I find this as difficult to visualise as orthogonal spacetimes. But it’s useful for time travel storytelling. This means the past and future are not alterable. But let me explain the subtle difference of a Block Universe with time travel.

The Block Universe description means there is only one timeline. The “present” cannot be different. I explain this in the first books by a sentence that, at first reading, is contradictory. But it isn’t.

“What has happened has always happened.” This is simple enough. Events in our 4D spacetime (past, present, and future) are unique.
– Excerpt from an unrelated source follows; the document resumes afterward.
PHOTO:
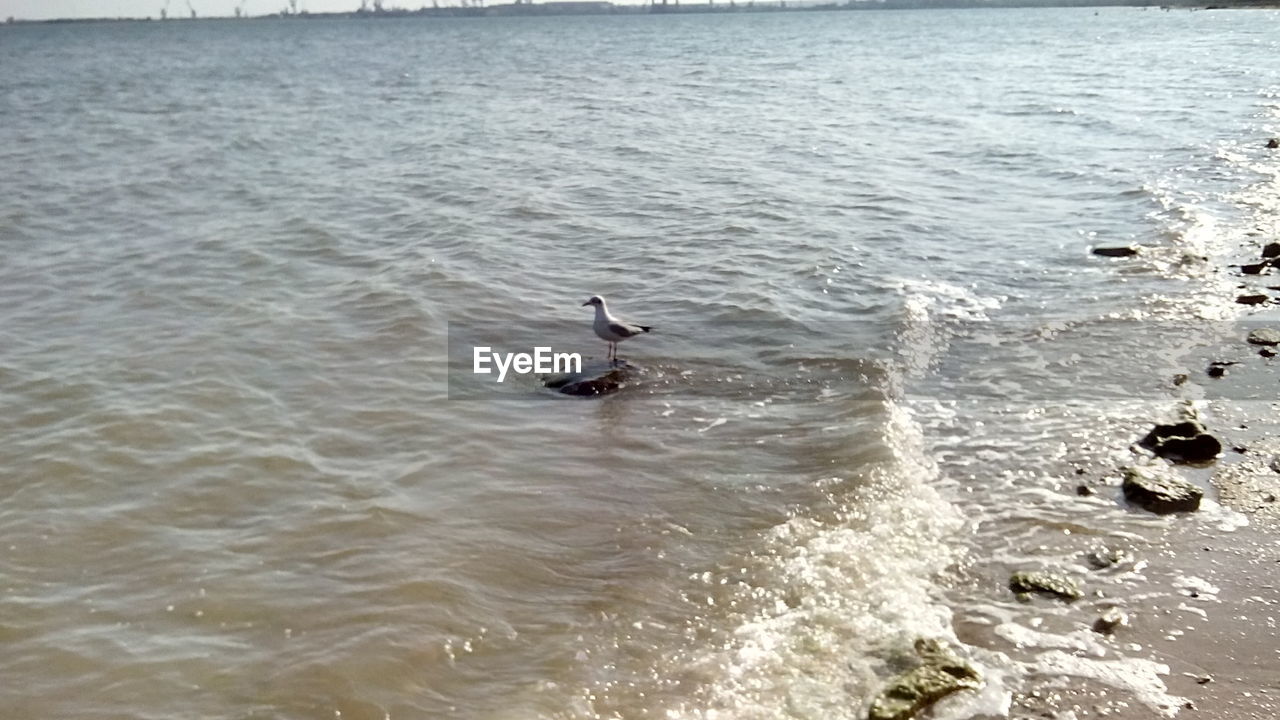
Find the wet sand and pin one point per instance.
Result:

I add, “Even if it hasn’t happened yet”. This means that a past event may result from a future time travel event, but that future time travel event will have always happened (will happen?). It must happen (will happen?), because it is an integral part of an event in the past. Also, it’s a Block Universe, remember? Cause, followed by Effect is always true, even if in our 4D spacetime, the Cause is “later” and the Effect is “earlier”. From the perspective of the person involved in the time travel event, Cause and Effect follow in that order.

Interacting with the higher dimensioned spacetime causes this possibility of navigating time and being an intimate part of a Block Universe spacetime point (past and future).

This is just Science Fantasy pretend, but consistent (sort of, if you squint and don’t look too hard). It allows stories with time travel as a component but gets away from the usual problems. For example, a character can’t decide to undo the past by travelling back to it. The past cannot be changed, even if it hasn’t happened yet.

Why not? I hear you ask. The higher spacetime access to other, earlier times does not exist. It’s not possible to travel to, perhaps like you can’t drive your car across the ocean no matter how much easier some might think that is than paying for an expensive flight.

I know, it’s stretching the analogy, but story telling stretches many analogies. It’s made up, so it doesn’t matter much. I mean, what is the thing about magic wands? But they are pretty cool.

Having said all the above, I won’t be using time travel in later stories. Its use is complex (as you’ve just seen) and storylines can be unreadable if not created with care.

Time travel is a minor component of the first four books in the series, but the fifth book relies heavily upon it. Many events in books three (Habitat) and four (Alien Cities) are initiated “later” in book five, Time’s Resolution.

Time’s Resolution is an exciting story, as long as you assume the events are logical and make sense across spacetimes. They make sense; I spent months working out the time interactions, while still making it a story that doesn’t require an accompanying explanatory manual.

Stories based on time travel are too complex to write and to integrate across multiple series. Kell is going to ban it. Any time travel in future stories will be singular, but the consequences will be huge. But, mostly, time travel won’t be a part of the story.

Of course, instantaneous space travel over enormous distances—between galaxies—is perfectly fine!